É como se tivesse uma proximidade com o leitor. Além de escrever, o autor está narrando em voz
JEFERSON TENÓRIO
escritor
Autor de O Avesso da Pele (2020), Jeferson Tenório narrou o próprio livro a convite da Companhia das Letras, mesma editora que lançou a obra impressa. Foram necessárias sete sessões de gravação, cada uma com duração média de duas horas, para ler as 198 páginas e transformá-las em um audiolivro de cinco horas. Toda vez que Tenório lia diferente daquilo que havia escrito, escolhendo palavras que considerava mais adequadas para a história oral, precisava repetir e narrar exatamente como estava nas páginas.
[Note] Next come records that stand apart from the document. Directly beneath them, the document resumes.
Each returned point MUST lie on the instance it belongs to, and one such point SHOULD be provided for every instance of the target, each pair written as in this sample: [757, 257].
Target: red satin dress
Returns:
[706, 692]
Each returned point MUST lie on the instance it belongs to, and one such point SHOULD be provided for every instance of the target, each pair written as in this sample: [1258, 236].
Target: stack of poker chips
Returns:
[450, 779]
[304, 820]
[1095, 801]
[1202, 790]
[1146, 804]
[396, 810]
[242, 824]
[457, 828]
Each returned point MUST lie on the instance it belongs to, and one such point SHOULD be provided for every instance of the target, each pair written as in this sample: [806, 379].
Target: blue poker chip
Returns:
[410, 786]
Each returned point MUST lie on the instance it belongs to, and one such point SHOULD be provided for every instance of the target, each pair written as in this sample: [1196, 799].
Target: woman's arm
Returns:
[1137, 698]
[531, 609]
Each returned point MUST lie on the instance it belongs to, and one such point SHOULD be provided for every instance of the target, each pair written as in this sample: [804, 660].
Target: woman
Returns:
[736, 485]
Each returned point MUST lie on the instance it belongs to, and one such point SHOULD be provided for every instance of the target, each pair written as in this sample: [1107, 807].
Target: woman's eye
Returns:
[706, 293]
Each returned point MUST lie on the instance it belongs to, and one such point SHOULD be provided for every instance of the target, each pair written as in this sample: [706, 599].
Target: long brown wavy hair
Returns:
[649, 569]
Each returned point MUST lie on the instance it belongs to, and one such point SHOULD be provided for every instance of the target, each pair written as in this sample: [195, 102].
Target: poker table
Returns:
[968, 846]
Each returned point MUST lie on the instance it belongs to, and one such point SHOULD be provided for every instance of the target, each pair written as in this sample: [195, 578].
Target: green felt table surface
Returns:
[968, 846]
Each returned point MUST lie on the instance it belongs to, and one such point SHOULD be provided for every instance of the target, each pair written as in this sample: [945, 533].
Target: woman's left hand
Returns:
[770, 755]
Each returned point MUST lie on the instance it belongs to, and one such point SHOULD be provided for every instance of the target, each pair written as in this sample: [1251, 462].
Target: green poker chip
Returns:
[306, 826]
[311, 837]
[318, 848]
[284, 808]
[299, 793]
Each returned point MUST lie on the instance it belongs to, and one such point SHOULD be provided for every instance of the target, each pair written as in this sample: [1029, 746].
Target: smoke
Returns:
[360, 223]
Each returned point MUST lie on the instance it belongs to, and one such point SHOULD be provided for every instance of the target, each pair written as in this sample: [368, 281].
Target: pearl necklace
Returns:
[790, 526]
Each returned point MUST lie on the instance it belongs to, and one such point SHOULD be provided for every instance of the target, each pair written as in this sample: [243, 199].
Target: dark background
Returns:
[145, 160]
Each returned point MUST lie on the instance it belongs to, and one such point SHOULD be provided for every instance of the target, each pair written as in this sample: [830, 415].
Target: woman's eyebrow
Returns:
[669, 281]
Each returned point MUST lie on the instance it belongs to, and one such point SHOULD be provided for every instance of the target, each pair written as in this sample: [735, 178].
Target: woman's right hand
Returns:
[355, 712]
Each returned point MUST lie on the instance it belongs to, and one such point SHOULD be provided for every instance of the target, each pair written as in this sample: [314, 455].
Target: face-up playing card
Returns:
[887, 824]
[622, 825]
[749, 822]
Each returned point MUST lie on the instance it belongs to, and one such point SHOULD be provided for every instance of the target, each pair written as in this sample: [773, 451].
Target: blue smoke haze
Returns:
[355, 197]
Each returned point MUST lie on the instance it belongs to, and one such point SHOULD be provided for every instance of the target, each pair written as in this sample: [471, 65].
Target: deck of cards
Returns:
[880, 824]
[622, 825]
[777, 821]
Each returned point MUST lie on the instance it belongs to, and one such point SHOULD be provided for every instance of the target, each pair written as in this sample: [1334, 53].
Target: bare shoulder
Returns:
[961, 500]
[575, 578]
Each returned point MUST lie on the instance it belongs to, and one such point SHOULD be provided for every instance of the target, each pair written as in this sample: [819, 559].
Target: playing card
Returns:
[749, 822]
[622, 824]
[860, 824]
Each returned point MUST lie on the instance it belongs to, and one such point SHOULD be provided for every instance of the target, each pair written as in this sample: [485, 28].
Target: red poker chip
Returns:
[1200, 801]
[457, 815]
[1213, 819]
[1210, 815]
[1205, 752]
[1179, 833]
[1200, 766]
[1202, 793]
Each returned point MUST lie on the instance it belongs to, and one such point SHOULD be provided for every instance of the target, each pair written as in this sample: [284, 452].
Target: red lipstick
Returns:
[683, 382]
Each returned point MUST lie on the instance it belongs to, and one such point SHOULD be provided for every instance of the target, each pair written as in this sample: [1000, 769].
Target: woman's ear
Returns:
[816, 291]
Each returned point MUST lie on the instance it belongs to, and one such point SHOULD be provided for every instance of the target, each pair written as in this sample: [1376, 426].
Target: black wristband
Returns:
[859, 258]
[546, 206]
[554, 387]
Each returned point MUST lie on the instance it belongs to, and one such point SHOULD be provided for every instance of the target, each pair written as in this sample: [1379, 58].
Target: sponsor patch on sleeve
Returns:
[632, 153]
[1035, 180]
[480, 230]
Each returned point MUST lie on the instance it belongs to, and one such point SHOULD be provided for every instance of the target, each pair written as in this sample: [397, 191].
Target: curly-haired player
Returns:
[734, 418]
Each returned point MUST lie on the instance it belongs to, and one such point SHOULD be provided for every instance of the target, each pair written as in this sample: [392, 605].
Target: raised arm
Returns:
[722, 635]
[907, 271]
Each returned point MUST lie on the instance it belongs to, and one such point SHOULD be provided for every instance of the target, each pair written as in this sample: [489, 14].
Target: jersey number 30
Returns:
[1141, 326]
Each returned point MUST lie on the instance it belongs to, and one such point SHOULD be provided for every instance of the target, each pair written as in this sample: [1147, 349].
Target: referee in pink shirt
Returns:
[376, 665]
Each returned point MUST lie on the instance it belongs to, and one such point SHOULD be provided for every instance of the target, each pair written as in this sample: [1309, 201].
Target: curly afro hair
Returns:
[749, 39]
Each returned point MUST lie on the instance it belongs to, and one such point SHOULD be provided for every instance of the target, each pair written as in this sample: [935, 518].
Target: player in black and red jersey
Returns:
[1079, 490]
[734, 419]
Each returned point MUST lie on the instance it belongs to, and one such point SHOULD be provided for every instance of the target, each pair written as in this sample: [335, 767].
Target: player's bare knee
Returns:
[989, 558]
— Justamente porque a pessoa, quando compra o audiolivro, quer exatamente o que está no impresso. Segundo a editora, é um atrativo quando o próprio autor ou autora narra o seu livro. É como se tivesse uma proximidade com o leitor. Além de escrever, o autor está narrando em voz — diz.
Tenório acredita que o audiolivro cumpre uma função importante para pessoas com deficiência audiovisual, mas não vê possibilidade de tornar-se um carro-chefe das editoras. De acordo com a pesquisa Nielsen BookData, encomendada pelo Sindicato Nacional dos Editores de Livros (SNEL) e pela Câmara Brasileira do Livro (CBL), os audiolivros representaram apenas 12% dos 13 mil títulos digitais lançados no Brasil em 2022 - o restante eram e-books (88%).
— Acho que o audiolivro ainda não pegou como se espera. Talvez, em um futuro próximo, consiga ter mais saída. Ele cumpre um papel social importante para pessoas com deficiência visual, e isso deve ser levado em consideração. Às vezes, a gente pensa que uma coisa substitui a outra. Acredito na concomitância dessas plataformas – diz o escritor.
Há 10 anos no mercado de audiolivros, a Tocalivros funciona como uma produtora e também como plataforma de áudio para executar histórias próprias e produzidas por outras editoras. Já lançou 2,5 mil títulos, entre infantis, clássicos, biografias e auto-ajuda. Oferece a compra individual de cada audiolivro ou assinatura. Diretor editoral da empresa, Fábio Ueara enxerga com esperança o mercado de audiolivros no Brasil, principalmente diante da facilidade que o formato oferece para quem leva uma vida corrida:
– Todo ano, crescemos ao menos 20% na produção de audiolivros. O mercado de audiolivros não é mega conhecido, mas acredito que a tecnologia pode ajudar a levar a leitura para mais pessoas, seja em e-book, seja em áudio. Tendo internet e celular, você pode ouvir o livro em qualquer momento que quiser. O audiolivro também dá praticidade, você pode ouvir em qualquer momento. Andando na rua, lavando a louça, dirigindo carro. É só o começo, mas é um começo animador.